- Born: Philippines
- Occupation: activist

= Pura Velasco =

Pura Velasco is a Philippine-born activist and advocate for caregivers based in Canada.

Pura M. Velasco was a student activist in the University of the Philippines.

After her arrival in Toronto in 1989 from Vienna, where she was a migrant caregiver, Velasco took on the cause of her Filipina compatriots in Canada. In 1991, she began to work as a facilitator for the organization Intercede for the Right of Domestic Workers, Caregivers, Nannies and Newcomers or INTERCEDE. She was a member of Instrac (Institute for Training and Accreditation of Foreign Professional Graduates) and the Multicultural Committee at Mid-Toronto Community Services.

She helped organize Migrante Women's Collective (MWC). Formerly known as the Coalition for the Defense of Migrant Workers' Rights, this organization evolved from a group of organizations such as the United Filipino Mothers, Caregivers' Cooperative, Katipunan ng Manggagawang Kababaihan, and others. She also served as on the board of the Community Alliance for Social Justice.

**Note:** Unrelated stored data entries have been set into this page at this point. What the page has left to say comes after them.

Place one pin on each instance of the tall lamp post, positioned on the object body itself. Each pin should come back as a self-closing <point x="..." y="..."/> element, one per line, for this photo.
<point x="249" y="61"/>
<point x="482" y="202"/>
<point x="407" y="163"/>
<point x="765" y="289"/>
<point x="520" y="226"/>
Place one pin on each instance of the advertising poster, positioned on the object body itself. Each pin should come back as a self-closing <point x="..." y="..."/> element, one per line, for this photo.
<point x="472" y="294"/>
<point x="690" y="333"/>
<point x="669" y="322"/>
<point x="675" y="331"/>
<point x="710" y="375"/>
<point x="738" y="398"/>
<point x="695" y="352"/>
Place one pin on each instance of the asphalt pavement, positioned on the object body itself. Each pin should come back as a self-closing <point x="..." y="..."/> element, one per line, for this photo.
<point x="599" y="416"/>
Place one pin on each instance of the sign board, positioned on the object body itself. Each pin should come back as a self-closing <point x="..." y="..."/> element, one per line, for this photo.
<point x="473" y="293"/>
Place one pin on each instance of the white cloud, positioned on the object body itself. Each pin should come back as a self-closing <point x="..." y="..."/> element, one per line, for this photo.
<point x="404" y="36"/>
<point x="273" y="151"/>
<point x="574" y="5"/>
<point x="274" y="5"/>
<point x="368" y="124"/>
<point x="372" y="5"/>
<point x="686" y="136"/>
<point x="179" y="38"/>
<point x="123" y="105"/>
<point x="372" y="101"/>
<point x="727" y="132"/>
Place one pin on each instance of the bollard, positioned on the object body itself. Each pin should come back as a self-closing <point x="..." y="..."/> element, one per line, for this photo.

In 2007, Velasco founded Caregivers Action Centre, previously known as the Caregivers Support Services, with which she served as spokesperson, advocating and lobbying for fair employment, immigration status, and access to settlement services.”

== Awards ==
- 1993 Skills for Change New Pioneer Award
- 2010 Bromley Armstrong Award
- 2016 J.S. Woodsworth Lifetime Achievement Award

==Selected publications==
- ‘We Can Still Fight Back’: Organizing Domestic Workers in Toronto, in "Not One of the Family" Eds. Abigail B. Bakan, Daiva Stasiulis. pp 157-164. University of Toronto Press, 1997. https://doi.org/10.3138/9781442677944-009
- Filipino Migrant Workers Amidst Globalization in "Canadian Woman Studies" 21.4-22.1 (2002): 131-35.
- Respect and Dignity for Caregivers. Speech delivered at the Almusalan Forum of the Philippine Press Club Ontario. Toronto, February 23, 2008.